The US election 2020 took place on Tuesday 3 November. Even by Tuesday 10 November the British press continues to cover of the election exclusion of so many important issues at home and worldwide.
As a journalist who has worked on foreign affairs since 2005, it seems obvious that this focus has only intensified. And I think it’s terribly harmful. The problem with our journalistic coverage of America is that it focuses on the powerful, and therefore on the white upper class in power and erases most of the space for the rest of the world. Having been based in Florida in 2008 before being hired by the BBC World Service in 2009, I can see this obsession of the British and European media with the USA.
Seeing the world between New York, Washington DC and London makes no one more able to understand the world we live in. And in the middle of a pandemic, which means a GLOBAL epidemic, it’s more than ever outrageous. It is because our news should not be driven only by the most powerful economically and diplomatically. The American model, which claimed to be a democratic inspiration for the world after WWII, has become toxic and highly polluting.
How to explain?
From our community of journalists, I see why this still dominates. Mainly it’s due to laziness! British media read the American press every day; French ones translate wires from the US. They just follow the trend.
- It would indeed require much more effort, and more investment to send reporters in Karabakh / Artsakh in Azerbaijan to cover the war with Armenia, currently jeopardising the peace in the whole region, up to Iran, Russia and Turkey.
- It’s much harder to cover 54 states in Africa, or to understand the causes of the multi-faceted crisis in Lebanon.
- It’s much more challenging to try to explain the roots of islamophobia in France, in its dark colonial past, and to decry the way Macron’s government is instrumentalising the death of innocent people in terrible attacks to compete with the far right in xenophobic and stereotyping discourses that help neither the educators nor the health workers.
- And it’s become near to impossible to hold the British government to account for its irresponsible handling of the Brexit negotiations, which will lead us all in a disastrous departure from the European Union without any deal with Britain’s stronger commercial and political partner, while we’re facing the worst ever health economic crises.
But this journalistic choice has stark implications
One example is that only The Times of India reported that, on US election day, Israel razed most of a Palestinian Bedouin village in the West Bank, quoting the press agency Reuters as the source. Other publications in the Western world just ignored this fact.
Meanwhile, urgent talks about the climate emergency have been side-tracked, and the headlines about the environment get the small share. The UN conference on climate, the COP 26, should have taken place this November 2020 in Glasgow, Scotland, for instance, it’s been postponed for a year because of the Covid-19 crisis, what are the consequences for the environmental emergency?
Same interrogations about decisions on nuclear disarmament, while the UN Treaty on the Prohibition of Nuclear Weapons is due to become international law.
With the current pandemic, we urgently need financial support for workers. Many cities and councillors are calling for a basic income, but there is no space in the news to discuss issues impacting millions of people, because we focus on only one, the leader of the “greatest power.”
How about the future of journalism?
Since September 2019 I’ve also been teaching journalism here in England, on top of practicing it. And many of my students are foreign ones from China, India, Malaysia, Oman, Egypt, Bulgaria, Czech Republic, the Netherland, etc. I don’t want to contribute to reproducing this cycle. I’ve been encouraging them to think globally.
Though the consequences of this US election affect the whole world, we urgently need to rethink our foreign affairs in the news.

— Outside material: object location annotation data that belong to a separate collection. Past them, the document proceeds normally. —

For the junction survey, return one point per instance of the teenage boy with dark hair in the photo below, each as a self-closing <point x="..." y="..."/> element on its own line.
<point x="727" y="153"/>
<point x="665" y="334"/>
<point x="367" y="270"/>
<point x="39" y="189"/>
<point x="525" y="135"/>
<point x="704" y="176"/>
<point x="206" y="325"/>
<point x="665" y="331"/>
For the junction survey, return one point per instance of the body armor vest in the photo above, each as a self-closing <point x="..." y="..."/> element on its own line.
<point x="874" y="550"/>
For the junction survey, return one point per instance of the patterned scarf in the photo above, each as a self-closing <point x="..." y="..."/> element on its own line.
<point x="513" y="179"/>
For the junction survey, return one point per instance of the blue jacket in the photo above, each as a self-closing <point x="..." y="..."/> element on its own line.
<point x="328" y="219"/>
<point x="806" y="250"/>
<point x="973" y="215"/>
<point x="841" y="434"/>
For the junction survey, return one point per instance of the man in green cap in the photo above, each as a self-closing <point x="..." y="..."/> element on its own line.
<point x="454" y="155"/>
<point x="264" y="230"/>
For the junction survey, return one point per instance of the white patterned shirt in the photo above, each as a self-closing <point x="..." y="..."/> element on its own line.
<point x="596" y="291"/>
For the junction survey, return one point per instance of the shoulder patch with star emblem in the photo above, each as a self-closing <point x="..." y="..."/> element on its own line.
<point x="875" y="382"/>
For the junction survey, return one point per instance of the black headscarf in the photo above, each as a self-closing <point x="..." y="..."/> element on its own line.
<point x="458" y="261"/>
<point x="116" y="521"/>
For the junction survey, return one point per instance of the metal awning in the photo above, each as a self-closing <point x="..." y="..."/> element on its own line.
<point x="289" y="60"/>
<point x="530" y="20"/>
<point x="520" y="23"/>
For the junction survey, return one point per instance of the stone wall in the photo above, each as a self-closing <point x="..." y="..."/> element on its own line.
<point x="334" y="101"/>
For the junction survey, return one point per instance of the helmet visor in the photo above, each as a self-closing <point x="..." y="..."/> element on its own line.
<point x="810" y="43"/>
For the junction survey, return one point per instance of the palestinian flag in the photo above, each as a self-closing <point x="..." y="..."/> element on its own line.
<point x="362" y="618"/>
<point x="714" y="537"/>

The “greatest power” today could actually be seen as Russia, a country that has managed to influence deeply both the 2016 US election and the Brexit referendum, as the Cambridge Analytic scandal revealed. The most populous economy in the world and the richest is now China; the most populous democracy is India, facing immense dangers as well, as much as Brazil and Nigeria, where people have been protesting against police brutality for more than two weeks now.
The domination of American politics over the rest of the world, especially in Europe, is man-made, by white, male, business-oriented men. We give power to what we focus on. And during the 2016 American campaign, most media gave all their attention to the candidate Donald Trump. Even now the media gives too much attention to male bullies who took too much power, against the law.

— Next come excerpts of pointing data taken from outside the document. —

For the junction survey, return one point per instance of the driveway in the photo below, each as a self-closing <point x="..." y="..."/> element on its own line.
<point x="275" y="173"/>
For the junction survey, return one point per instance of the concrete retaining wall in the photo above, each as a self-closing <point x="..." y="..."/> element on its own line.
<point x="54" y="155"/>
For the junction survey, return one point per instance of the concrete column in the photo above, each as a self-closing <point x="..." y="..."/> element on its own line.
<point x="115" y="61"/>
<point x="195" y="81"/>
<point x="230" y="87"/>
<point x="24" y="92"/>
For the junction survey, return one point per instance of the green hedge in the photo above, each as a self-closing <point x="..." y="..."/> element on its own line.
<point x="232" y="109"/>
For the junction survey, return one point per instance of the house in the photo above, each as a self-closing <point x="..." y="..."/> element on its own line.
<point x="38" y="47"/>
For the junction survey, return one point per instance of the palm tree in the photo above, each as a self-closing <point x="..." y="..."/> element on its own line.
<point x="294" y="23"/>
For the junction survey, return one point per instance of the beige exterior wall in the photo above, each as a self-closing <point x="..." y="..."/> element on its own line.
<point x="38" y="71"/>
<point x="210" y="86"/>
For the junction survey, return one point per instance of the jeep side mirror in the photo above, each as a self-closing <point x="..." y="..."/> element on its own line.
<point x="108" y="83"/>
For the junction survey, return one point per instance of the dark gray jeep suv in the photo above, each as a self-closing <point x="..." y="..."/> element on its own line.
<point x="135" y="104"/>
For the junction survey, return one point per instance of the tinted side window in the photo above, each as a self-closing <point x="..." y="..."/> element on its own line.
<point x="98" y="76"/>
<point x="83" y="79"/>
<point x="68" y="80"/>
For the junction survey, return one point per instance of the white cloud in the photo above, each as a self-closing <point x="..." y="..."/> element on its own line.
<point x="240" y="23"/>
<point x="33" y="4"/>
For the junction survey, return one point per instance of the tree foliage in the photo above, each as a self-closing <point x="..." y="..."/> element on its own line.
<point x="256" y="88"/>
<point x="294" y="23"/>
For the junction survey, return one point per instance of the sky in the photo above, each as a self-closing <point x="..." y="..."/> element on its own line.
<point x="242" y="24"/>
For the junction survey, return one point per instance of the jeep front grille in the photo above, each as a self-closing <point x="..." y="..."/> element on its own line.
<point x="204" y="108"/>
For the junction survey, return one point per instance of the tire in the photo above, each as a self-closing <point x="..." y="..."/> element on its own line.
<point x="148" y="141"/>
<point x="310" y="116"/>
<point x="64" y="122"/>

It’s time for a radical shift
It’s time to focus on the “others”, whether women, unelected people, so-called ‘minorities’, oppressed and unfairly treated people. Let’s not forget that those who are called ‘minorities’ here in UK or in the USA, are the vast majority in the whole world… Asians and Africans.
As a journalist who has spent most of her 15-year career in public broadcasting, working with the values of public service in mind, I see how much the world has changed, and the domination of the few over the many cannot live on. Even in the media, and mostly not in the media.
The world is vast, and includes more than 200 countries. If the western way of thinking has defined the way we see and describe the planet for decades, if not centuries, the “rest of the world” is definitely ready for a change.
If we claim diversity is important inside our country, how could it not be just as important worldwide?
Ed: This article is based on the author’s blog from 8 November 2020.